The Maine CDC routinely redirects vaccine doses to different areas of the state in response to both need and demand. Shah noted that vaccine “hesitancy” is a nationwide challenge, including in Maine, but suggested that demand for vaccination appointments was robust headed into Wednesday’s expanded eligibility.
“What we are really seeing overwhelmingly across the state remains urgency, not hesitancy, particularly as we move into different and more age groups,” Shah said.
COVID-19 cases rates are rising in many states across the country, due in part to the growing prevalence of more transmissible variants. In Michigan, for instance, an estimated 70 percent of all new cases involve the B.1.1.7 variant first identified in the United Kingdom, and the variant accounts for roughly 60 percent of new cases in Florida, The New York Times reported.

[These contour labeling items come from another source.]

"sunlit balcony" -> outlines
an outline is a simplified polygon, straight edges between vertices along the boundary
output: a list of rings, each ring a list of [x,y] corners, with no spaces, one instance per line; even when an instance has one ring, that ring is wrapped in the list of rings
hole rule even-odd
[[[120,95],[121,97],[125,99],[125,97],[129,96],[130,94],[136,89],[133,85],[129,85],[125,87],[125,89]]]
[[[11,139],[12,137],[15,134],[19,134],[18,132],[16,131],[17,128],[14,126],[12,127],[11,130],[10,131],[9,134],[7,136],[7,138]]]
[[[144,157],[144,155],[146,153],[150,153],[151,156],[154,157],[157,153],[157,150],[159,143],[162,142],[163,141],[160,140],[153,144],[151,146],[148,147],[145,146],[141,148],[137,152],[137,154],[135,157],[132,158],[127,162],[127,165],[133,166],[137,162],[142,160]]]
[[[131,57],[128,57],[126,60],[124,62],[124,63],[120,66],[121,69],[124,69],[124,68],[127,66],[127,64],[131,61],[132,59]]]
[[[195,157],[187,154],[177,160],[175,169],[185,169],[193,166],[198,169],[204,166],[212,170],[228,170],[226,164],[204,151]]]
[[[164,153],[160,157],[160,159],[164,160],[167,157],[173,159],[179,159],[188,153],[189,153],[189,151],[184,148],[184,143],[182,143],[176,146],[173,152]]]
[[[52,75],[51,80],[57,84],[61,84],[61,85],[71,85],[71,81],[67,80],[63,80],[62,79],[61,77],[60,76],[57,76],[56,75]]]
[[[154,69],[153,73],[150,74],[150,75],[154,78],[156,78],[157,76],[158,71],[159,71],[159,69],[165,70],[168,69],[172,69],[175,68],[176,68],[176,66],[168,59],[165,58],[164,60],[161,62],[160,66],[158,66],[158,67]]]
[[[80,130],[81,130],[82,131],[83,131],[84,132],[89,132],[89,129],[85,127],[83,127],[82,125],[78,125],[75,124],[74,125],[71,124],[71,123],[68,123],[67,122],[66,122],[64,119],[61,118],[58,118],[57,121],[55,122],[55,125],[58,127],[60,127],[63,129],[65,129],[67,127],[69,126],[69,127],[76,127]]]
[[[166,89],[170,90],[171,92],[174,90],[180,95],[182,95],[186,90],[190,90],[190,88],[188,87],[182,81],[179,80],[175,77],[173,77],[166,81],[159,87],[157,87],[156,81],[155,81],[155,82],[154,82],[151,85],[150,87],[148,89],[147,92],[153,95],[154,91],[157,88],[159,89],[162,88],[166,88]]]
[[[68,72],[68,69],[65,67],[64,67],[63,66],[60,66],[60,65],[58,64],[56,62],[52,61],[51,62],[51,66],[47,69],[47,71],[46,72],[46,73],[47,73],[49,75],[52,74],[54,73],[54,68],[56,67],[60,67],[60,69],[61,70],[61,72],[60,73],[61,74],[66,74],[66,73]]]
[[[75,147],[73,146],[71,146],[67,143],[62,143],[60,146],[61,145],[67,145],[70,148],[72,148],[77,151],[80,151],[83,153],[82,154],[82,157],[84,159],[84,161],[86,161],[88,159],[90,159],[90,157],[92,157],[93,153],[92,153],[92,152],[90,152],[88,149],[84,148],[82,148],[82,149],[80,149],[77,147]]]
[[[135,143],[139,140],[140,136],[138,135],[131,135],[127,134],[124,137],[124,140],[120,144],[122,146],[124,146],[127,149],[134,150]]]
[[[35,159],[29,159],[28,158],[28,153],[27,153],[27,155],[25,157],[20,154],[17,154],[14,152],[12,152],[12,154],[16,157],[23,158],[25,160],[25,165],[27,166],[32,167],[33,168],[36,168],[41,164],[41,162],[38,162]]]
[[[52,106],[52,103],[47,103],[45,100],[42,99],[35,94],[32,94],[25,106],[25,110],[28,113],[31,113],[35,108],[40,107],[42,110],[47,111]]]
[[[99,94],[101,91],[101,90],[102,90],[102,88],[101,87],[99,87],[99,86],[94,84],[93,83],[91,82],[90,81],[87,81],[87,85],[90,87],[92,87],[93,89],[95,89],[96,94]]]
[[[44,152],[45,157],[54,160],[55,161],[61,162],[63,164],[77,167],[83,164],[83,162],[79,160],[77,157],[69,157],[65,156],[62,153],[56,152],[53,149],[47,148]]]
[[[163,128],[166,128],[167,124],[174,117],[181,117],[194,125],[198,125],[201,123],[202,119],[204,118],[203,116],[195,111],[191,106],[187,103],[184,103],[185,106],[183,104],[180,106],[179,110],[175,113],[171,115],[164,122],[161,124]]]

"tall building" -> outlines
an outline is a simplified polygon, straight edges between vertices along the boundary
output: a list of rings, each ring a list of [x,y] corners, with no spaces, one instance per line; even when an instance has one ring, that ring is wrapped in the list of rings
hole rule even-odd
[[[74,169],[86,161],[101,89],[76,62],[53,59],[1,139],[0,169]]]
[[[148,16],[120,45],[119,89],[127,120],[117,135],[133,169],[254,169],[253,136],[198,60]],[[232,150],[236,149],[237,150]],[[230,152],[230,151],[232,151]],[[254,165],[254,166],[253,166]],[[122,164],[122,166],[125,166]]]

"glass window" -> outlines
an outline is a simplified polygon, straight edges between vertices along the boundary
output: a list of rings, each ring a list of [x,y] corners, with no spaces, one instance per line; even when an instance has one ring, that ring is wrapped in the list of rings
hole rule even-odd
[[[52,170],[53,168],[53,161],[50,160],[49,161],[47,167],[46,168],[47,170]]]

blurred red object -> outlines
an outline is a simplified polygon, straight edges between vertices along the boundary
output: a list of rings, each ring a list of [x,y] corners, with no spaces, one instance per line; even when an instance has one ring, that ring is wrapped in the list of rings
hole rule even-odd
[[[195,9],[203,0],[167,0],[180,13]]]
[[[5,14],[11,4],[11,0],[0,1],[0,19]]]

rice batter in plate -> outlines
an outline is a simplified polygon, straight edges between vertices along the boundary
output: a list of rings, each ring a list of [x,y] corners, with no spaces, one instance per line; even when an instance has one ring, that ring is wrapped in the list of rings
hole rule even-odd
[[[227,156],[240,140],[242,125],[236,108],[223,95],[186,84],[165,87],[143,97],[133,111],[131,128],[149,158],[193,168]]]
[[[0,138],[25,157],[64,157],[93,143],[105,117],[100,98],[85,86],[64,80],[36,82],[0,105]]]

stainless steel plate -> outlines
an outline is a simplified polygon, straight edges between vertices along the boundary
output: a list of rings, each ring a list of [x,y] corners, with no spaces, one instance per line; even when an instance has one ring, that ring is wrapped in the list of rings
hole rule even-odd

To date, the Maine CDC has identified 15 cases of the U.K. variant in this state along with one case of the P.1 variant first identified in Brazil and four cases of B.1.351 variant first identified in South Africa. Those figures have not changed since March 26 based on the Maine CDC’s routine analysis of roughly 5 percent of positive case results.
Hospitalization numbers also are ticking upward in Maine after remaining relatively flat for weeks.
As of Tuesday, there were 80 people hospitalized statewide with COVID-19, with 32 of those being treated in critical care units and eight connected to ventilators.